The Labor Department reported Friday that the economy added 216,000 new jobs last month, offsetting layoffs by local governments. Factories, retailers, education, health care and an array of professional and financial services expanded payrolls.

The second straight month of brisk hiring is the latest sign that the economy is strengthening nearly two years after the recession ended.

Private employers, the backbone of the economy, drove nearly all of the gains. They added 230,000 jobs last month, on top of 240,000 in February. It was the first time private-sector hiring topped 200,000 in back-to-back months since 2006 more than a year before the recession started.

The unemployment rate dipped from 8.9 percent in February to 8.8 percent in March. The rate has fallen a full percentage point over the last four months, the sharpest drop since 1983.

Economists predict employers will add jobs at roughly the same pace for the rest of this year. That would generate about 2.5 million new positions. But that will make up only a small portion of the 7.5 million jobs that were wiped out during the recession.

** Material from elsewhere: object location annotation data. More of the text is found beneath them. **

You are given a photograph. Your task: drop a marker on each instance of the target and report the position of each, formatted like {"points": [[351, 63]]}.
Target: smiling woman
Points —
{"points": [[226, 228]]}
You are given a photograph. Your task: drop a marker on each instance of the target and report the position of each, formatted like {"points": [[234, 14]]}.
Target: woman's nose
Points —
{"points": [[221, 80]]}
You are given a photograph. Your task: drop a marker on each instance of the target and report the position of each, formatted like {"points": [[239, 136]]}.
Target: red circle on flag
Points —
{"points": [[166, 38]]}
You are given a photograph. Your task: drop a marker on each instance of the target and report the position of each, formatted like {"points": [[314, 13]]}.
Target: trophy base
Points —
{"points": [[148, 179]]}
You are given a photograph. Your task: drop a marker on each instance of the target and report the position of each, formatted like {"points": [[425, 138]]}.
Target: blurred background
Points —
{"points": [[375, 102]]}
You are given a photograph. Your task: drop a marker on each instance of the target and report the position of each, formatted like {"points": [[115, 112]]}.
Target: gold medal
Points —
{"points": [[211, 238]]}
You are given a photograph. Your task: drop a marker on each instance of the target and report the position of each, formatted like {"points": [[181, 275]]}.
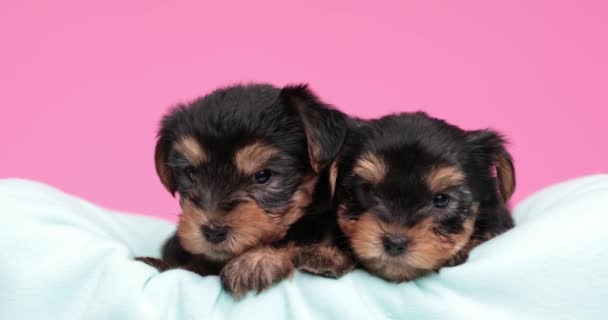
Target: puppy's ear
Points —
{"points": [[490, 147], [161, 152], [324, 126]]}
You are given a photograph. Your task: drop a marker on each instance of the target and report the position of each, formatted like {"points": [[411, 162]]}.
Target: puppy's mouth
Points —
{"points": [[218, 255]]}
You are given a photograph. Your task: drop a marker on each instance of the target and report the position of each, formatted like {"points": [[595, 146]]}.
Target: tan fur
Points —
{"points": [[251, 158], [333, 175], [257, 269], [314, 149], [162, 169], [427, 249], [323, 259], [251, 225], [443, 177], [191, 150], [371, 167], [506, 177]]}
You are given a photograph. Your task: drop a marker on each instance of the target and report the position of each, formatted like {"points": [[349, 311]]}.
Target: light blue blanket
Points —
{"points": [[63, 258]]}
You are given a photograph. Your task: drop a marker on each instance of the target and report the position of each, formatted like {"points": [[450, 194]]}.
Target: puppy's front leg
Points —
{"points": [[159, 264], [257, 269], [324, 260]]}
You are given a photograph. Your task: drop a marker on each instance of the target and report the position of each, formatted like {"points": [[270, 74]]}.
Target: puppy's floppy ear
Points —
{"points": [[161, 152], [490, 146], [324, 126]]}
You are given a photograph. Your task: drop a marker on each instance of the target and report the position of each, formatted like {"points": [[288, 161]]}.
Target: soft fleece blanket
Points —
{"points": [[64, 258]]}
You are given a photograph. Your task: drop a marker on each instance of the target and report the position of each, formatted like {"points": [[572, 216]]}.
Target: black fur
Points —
{"points": [[291, 119], [411, 144]]}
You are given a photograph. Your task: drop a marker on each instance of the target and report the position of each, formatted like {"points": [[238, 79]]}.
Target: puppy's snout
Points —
{"points": [[215, 234], [394, 245]]}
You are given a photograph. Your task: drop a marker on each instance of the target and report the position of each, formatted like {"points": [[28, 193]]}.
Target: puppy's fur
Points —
{"points": [[415, 194], [250, 165]]}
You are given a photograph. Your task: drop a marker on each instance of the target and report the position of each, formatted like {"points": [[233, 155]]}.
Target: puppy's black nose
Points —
{"points": [[215, 234], [394, 245]]}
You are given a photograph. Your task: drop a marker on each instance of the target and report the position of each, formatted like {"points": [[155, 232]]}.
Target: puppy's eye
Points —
{"points": [[262, 177], [190, 173], [441, 200]]}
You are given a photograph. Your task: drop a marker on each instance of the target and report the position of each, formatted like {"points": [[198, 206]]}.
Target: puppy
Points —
{"points": [[415, 193], [250, 165]]}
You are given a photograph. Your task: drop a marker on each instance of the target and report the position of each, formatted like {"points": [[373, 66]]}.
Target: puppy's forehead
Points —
{"points": [[251, 157], [442, 177], [190, 149], [371, 167]]}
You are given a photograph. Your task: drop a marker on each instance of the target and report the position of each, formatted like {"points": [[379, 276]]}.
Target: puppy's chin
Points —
{"points": [[426, 251]]}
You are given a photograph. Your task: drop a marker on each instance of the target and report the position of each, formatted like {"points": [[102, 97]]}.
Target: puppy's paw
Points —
{"points": [[323, 260], [159, 264], [458, 259], [256, 270]]}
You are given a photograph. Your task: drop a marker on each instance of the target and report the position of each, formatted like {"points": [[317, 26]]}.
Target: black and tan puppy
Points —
{"points": [[415, 193], [250, 165]]}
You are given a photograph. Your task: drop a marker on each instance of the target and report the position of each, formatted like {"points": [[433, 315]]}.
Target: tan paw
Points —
{"points": [[256, 270], [323, 260], [159, 264]]}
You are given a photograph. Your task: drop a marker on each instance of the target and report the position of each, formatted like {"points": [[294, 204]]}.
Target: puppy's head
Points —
{"points": [[409, 189], [244, 161]]}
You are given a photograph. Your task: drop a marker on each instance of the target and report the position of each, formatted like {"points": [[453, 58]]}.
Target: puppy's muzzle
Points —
{"points": [[215, 234], [394, 245]]}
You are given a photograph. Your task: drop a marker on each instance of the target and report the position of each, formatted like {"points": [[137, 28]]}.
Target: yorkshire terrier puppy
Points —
{"points": [[250, 165], [415, 193]]}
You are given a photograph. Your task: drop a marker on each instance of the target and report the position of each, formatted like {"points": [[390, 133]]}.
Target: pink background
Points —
{"points": [[83, 84]]}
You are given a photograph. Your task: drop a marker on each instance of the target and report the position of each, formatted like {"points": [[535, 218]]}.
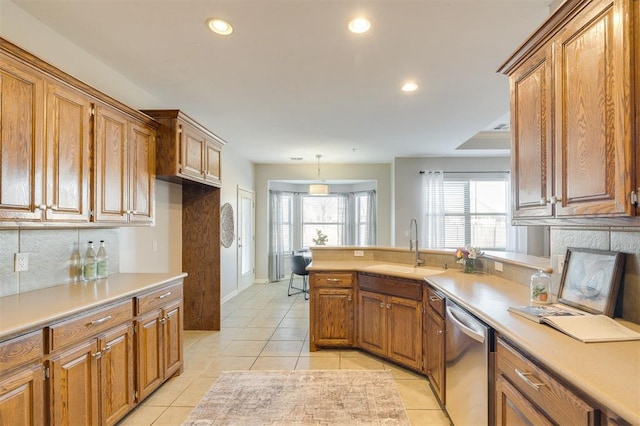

And the economy faces other pitfalls. Local governments, wrestling with budget shortfalls, cut 15,000 workers last month and are expected to keep shedding jobs. Home prices are falling amid weak sales and a record number of foreclosures. Higher food and gas prices are leaving consumers with less disposable income to spend on other goods and services.

The number of unemployed people dipped to 13.5 million in March, still almost double since before the recession began in December 2007.

Including part-time workers who would rather be working full time, plus people who have given up looking altogether, the percentage of "underemployed" people dropped to 15.7 percent in March.